There are days I’d like to be a biology teacher or a marketing professor. You give your notes, you grade your tests, your students’ successes (or lack thereof) show up on the grade book, and then you go to the next semester.

In mass comm, particularly in public relations, our successes don’t just show up in final grades. They’re very PUBLIC (no pun intended). The work our students do, in and out of class, tends to appear in very public places:  the pages of the newspaper or magazines, online or enacted in front of other people.

If a student does badly on a test or project, they can bury their heads in shame, swear to do better the next time and buckle down to pull that grade up.

If a mass comm major screws up a writing assignment or layout, it’s there for the world to point fingers at, mock or even ridicule in print.

It’s tough to take criticism from a client who says your campaign isn’t feasible. Get a 54 on a Scantron test, and you hide it in your notebook. You don’t have to share that 54 with anyone. Try doing a special event when dozens (or perhaps hundreds) of Monday morning quarterbacks and self-proclaimed event planners are just waiting to say, “Well, it could’ve been better if you’d done this” or “Why didn’t you do that?”

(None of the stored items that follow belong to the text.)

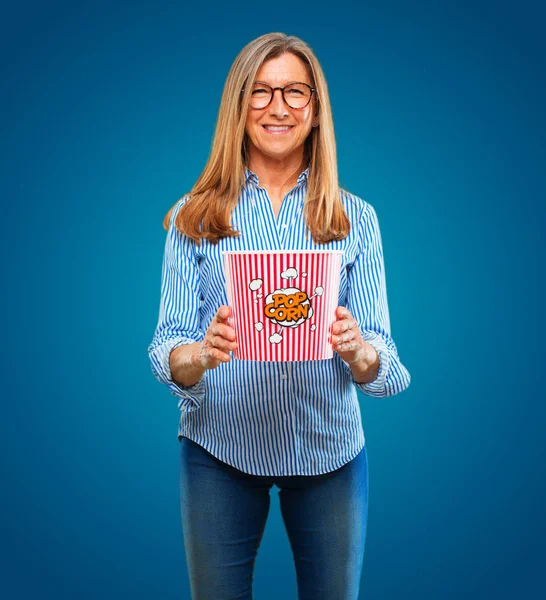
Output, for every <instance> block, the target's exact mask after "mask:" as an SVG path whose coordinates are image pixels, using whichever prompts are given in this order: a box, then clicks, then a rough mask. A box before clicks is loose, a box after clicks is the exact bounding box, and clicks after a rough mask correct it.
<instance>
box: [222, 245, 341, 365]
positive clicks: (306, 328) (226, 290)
mask: <svg viewBox="0 0 546 600" xmlns="http://www.w3.org/2000/svg"><path fill="white" fill-rule="evenodd" d="M222 254H223V255H224V256H223V258H224V272H225V276H226V288H227V289H226V291H227V297H228V301H229V306H230V308H231V313H232V314H231V316H230V319H229V324H230V326H231V327H233V329H235V334H236V337H237V349H236V350H234V352H233V357H234V358H237V359H239V360H257V361H274V362H280V361H282V362H284V361H300V360H324V359H328V358H333V356H334V353H333V350H332V346H331V343H330V341H329V338H330V333H331V327H332V324H333V323H334V321H335V320H336V316H335V310H336V307H337V305H338V304H337V303H338V298H339V280H340V274H341V259H342V256H343V252H342V251H341V250H279V251H277V250H271V251H269V250H268V251H223V252H222Z"/></svg>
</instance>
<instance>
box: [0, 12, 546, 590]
mask: <svg viewBox="0 0 546 600" xmlns="http://www.w3.org/2000/svg"><path fill="white" fill-rule="evenodd" d="M544 17H545V15H544V12H543V11H542V9H541V8H540V4H539V3H538V2H537V3H531V2H526V1H523V2H518V3H515V2H513V3H508V2H484V1H480V0H478V1H476V2H447V0H440V1H436V2H432V1H431V2H420V1H418V0H417V1H413V2H389V1H382V2H380V1H374V2H362V3H361V4H359V5H358V6H356V5H355V6H354V7H351V6H350V5H344V4H339V3H334V4H332V5H329V6H320V5H317V4H316V3H312V4H309V3H301V2H300V3H296V4H294V3H292V4H291V3H287V2H284V3H281V4H278V3H263V4H256V3H252V4H250V3H249V4H248V5H238V4H234V3H232V4H227V3H226V4H214V3H211V2H202V3H194V4H192V5H191V6H187V5H184V4H183V3H181V2H179V3H175V2H169V3H167V2H154V3H152V2H148V3H142V2H131V3H124V4H121V3H114V5H113V6H112V5H111V3H107V2H94V3H89V4H87V5H84V6H80V5H78V4H77V3H74V2H72V3H66V4H62V3H59V2H52V3H37V4H33V3H32V2H30V3H29V2H27V3H24V5H23V6H20V8H19V9H15V8H14V6H11V7H10V8H9V9H7V7H6V8H5V9H4V10H3V19H2V21H3V22H2V36H1V44H2V53H1V61H2V65H3V66H2V73H3V74H2V78H1V82H0V85H1V86H2V96H1V102H2V113H1V114H2V142H3V144H2V145H3V147H4V150H3V159H2V171H3V175H2V217H3V218H2V224H3V235H2V247H3V251H4V252H3V256H4V260H3V267H4V272H5V274H4V277H3V279H4V281H5V288H4V290H5V291H4V294H2V296H3V300H4V307H5V309H4V316H5V318H4V331H5V333H4V344H3V346H2V356H3V361H2V364H3V373H4V375H3V385H2V388H3V394H2V395H3V398H4V408H3V419H2V420H1V433H2V442H3V451H2V458H3V460H2V489H3V492H2V504H3V506H2V510H1V512H0V522H1V526H2V541H3V547H4V553H5V557H4V560H3V561H2V567H1V570H2V575H1V577H2V579H1V583H0V585H1V587H0V590H1V591H0V593H1V595H2V597H3V598H7V599H10V600H11V599H19V598H20V599H27V598H38V597H39V598H56V599H58V600H61V599H63V600H64V599H82V600H87V599H101V600H103V599H104V600H107V599H108V600H109V599H119V598H129V597H130V598H132V599H133V600H137V599H139V600H140V599H156V598H160V599H162V600H168V599H173V600H174V599H178V600H182V599H189V598H190V594H189V589H188V582H187V573H186V567H185V557H184V548H183V541H182V534H181V528H180V516H179V506H178V448H179V446H178V442H177V439H176V430H177V424H178V409H177V406H176V398H175V397H174V396H172V395H171V394H169V392H168V391H167V389H166V388H163V387H161V386H160V385H159V384H158V383H157V382H156V380H155V379H154V378H153V375H152V373H151V371H150V367H149V363H148V358H147V354H146V349H147V346H148V344H149V343H150V341H151V336H152V334H153V330H154V328H155V325H156V322H157V316H158V310H159V291H160V290H159V288H160V276H161V259H162V254H163V246H164V241H165V231H164V230H163V229H162V226H161V222H162V218H163V216H164V214H165V213H166V211H167V210H168V209H169V208H170V207H171V205H172V204H174V202H175V201H176V200H177V199H178V198H179V197H180V196H181V195H182V194H183V193H185V192H187V191H188V190H189V189H190V188H191V186H192V183H193V182H194V181H195V179H196V178H197V177H198V175H199V173H200V171H201V169H202V168H203V166H204V164H205V161H206V159H207V156H208V152H209V150H210V145H211V137H212V133H213V129H214V125H215V120H216V116H217V110H218V105H219V100H220V94H221V90H222V86H223V82H224V80H225V77H226V75H227V71H228V69H229V67H230V65H231V62H232V61H233V59H234V58H235V56H236V54H237V53H238V51H239V50H240V49H241V48H242V47H243V46H244V45H245V44H246V43H247V42H248V41H250V40H251V39H253V38H255V37H257V36H258V35H261V34H263V33H266V32H270V31H284V32H286V33H293V34H295V35H298V36H300V37H301V38H303V39H304V40H306V41H307V42H308V43H309V44H310V45H311V46H312V47H313V48H314V50H315V51H316V53H317V55H318V58H319V60H320V61H321V63H322V65H323V67H324V70H325V73H326V76H327V80H328V83H329V86H330V91H331V98H332V103H333V111H334V119H335V125H336V134H337V141H338V149H339V156H338V158H339V172H340V179H341V183H342V185H343V186H344V187H345V188H346V189H348V190H350V191H351V192H353V193H355V194H357V195H359V196H361V197H363V198H365V199H366V200H367V201H369V202H370V203H371V204H372V205H373V206H374V207H375V208H376V210H377V213H378V216H379V220H380V225H381V228H382V234H383V242H384V250H385V260H386V269H387V284H388V294H389V303H390V310H391V320H392V329H393V335H394V338H395V341H396V343H397V345H398V348H399V351H400V355H401V357H402V359H403V361H404V363H405V364H406V365H407V367H408V369H409V371H410V372H411V374H412V377H413V380H412V384H411V387H410V389H408V390H407V391H406V392H404V393H403V394H401V395H399V396H396V397H394V398H387V399H383V400H377V399H372V398H369V397H365V396H360V402H361V407H362V415H363V422H364V430H365V433H366V442H367V448H368V457H369V461H370V465H369V468H370V472H369V473H370V496H369V500H370V505H369V526H368V527H369V530H368V536H367V543H366V555H365V560H364V569H363V576H362V587H361V598H370V599H372V598H381V599H382V600H390V599H397V600H398V599H400V598H405V599H412V600H413V599H416V600H433V599H434V600H437V599H439V598H440V599H455V598H493V597H495V598H518V599H521V598H536V597H539V596H541V597H545V596H544V594H545V589H544V587H545V585H544V577H543V573H544V566H545V562H546V550H545V545H544V539H545V534H546V517H545V510H544V506H545V504H546V489H545V482H546V477H545V472H544V466H545V458H546V440H545V434H544V423H545V419H546V408H545V406H546V403H545V401H544V400H545V396H546V395H545V394H544V367H545V360H544V359H545V356H544V345H543V336H544V333H545V331H544V330H545V327H544V312H543V299H544V293H543V292H544V286H543V277H544V258H545V255H546V253H545V241H544V226H545V224H546V219H545V217H546V209H545V201H546V194H545V191H546V186H545V182H544V170H545V158H546V149H545V111H544V106H545V105H546V90H545V79H544V75H545V66H546V60H545V55H546V54H545V50H546V48H545V44H544V41H543V23H544ZM272 494H273V502H272V509H271V513H270V517H269V521H268V523H267V528H266V532H265V537H264V540H263V543H262V546H261V549H260V552H259V555H258V559H257V563H256V576H255V596H256V598H258V599H260V600H268V599H276V598H294V599H295V598H296V591H295V590H296V588H295V585H296V581H295V572H294V567H293V563H292V557H291V553H290V547H289V544H288V540H287V537H286V534H285V531H284V528H283V525H282V520H281V517H280V511H279V507H278V496H277V489H276V488H275V489H274V491H273V493H272Z"/></svg>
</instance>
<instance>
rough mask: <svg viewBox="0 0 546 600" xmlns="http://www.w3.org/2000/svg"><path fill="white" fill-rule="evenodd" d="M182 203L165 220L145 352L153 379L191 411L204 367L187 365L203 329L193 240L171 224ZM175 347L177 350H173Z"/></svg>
mask: <svg viewBox="0 0 546 600" xmlns="http://www.w3.org/2000/svg"><path fill="white" fill-rule="evenodd" d="M182 204H183V202H180V204H179V205H178V206H177V207H175V209H174V210H173V213H172V215H171V220H170V223H169V229H168V232H167V239H166V242H165V252H164V255H163V268H162V276H161V298H160V308H159V321H158V324H157V327H156V330H155V333H154V336H153V339H152V343H151V344H150V346H149V347H148V356H149V359H150V365H151V368H152V372H153V374H154V375H155V377H156V378H157V380H158V381H159V382H160V383H163V384H165V385H166V386H167V387H168V388H169V390H170V391H171V393H172V394H173V395H175V396H177V397H178V398H179V401H178V406H179V408H180V409H181V410H182V409H184V410H187V411H192V410H197V409H198V408H199V407H200V405H201V401H202V400H203V397H204V391H205V390H204V378H203V377H202V375H203V373H204V370H203V372H201V374H200V375H199V373H198V372H197V370H196V369H195V368H193V367H191V365H189V356H191V354H192V353H193V352H195V349H196V348H197V346H198V345H199V344H197V342H200V341H201V340H202V339H203V338H204V332H203V331H201V329H200V325H199V324H200V318H199V309H200V305H201V292H200V285H199V284H200V281H199V269H198V264H197V260H196V257H195V255H194V253H193V249H192V244H193V241H192V240H190V239H189V238H187V237H186V236H185V235H183V234H181V233H180V232H179V231H178V230H177V229H176V228H175V227H174V219H175V218H176V215H177V214H178V211H179V210H180V207H181V206H182ZM179 347H180V350H175V349H178V348H179ZM171 353H172V354H171ZM171 367H173V368H174V373H175V374H176V376H177V377H178V378H180V379H183V380H184V381H187V383H189V384H191V385H185V384H184V383H183V382H182V381H180V380H177V379H175V378H174V377H173V371H172V370H171ZM198 375H199V377H198Z"/></svg>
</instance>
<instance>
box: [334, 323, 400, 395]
mask: <svg viewBox="0 0 546 600" xmlns="http://www.w3.org/2000/svg"><path fill="white" fill-rule="evenodd" d="M362 337H363V338H364V341H366V342H367V343H368V344H370V346H373V347H374V348H375V351H376V352H377V355H378V356H379V372H378V374H377V377H376V378H375V379H374V381H370V382H369V383H360V382H358V381H355V380H354V378H353V374H352V371H351V367H350V366H349V364H348V363H346V362H345V361H343V364H344V365H345V366H346V368H347V370H348V371H349V374H350V376H351V378H352V379H353V383H354V384H355V386H356V388H357V389H358V390H360V391H361V392H363V393H364V394H367V395H368V396H376V397H378V398H383V397H384V396H387V395H388V394H387V390H386V383H387V374H388V372H389V367H390V364H391V357H390V353H389V349H388V348H387V345H386V344H385V342H384V341H383V340H382V339H381V336H379V335H378V334H377V333H371V332H363V333H362Z"/></svg>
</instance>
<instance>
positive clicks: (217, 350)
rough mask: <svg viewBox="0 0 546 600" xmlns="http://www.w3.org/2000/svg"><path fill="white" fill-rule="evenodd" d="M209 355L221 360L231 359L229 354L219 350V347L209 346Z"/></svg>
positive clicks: (210, 356)
mask: <svg viewBox="0 0 546 600" xmlns="http://www.w3.org/2000/svg"><path fill="white" fill-rule="evenodd" d="M209 356H210V357H211V358H214V359H215V360H220V361H222V362H229V361H230V360H231V356H230V355H229V354H228V353H227V352H223V351H222V350H220V348H210V349H209Z"/></svg>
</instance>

Of course, these same opportunities ultimately lead to better, more experienced students. They also lead – eventually – to solid internships, bulging portfolios and incredible job offers. Because while the efforts of mass comm majors are very public, they’re also very hands-on. It’s not about memorizing dates for a test or simply making an oral presentation. It’s experiential learning, doing the work they came here to learn, implementing theory into real-world practice. It’s thinking critically and acting on that thought, then evaluating the result to see how it could be improved in the future.

Sure, nobody likes public humiliation. The very thought of it drives us to be our best selves. As Nietzsche said,  That which does not kill us makes us stronger.  In mass comm, it makes us better writers, editors, designers, photographers, event planner, PR practitioners, advertising copywriters and media planners.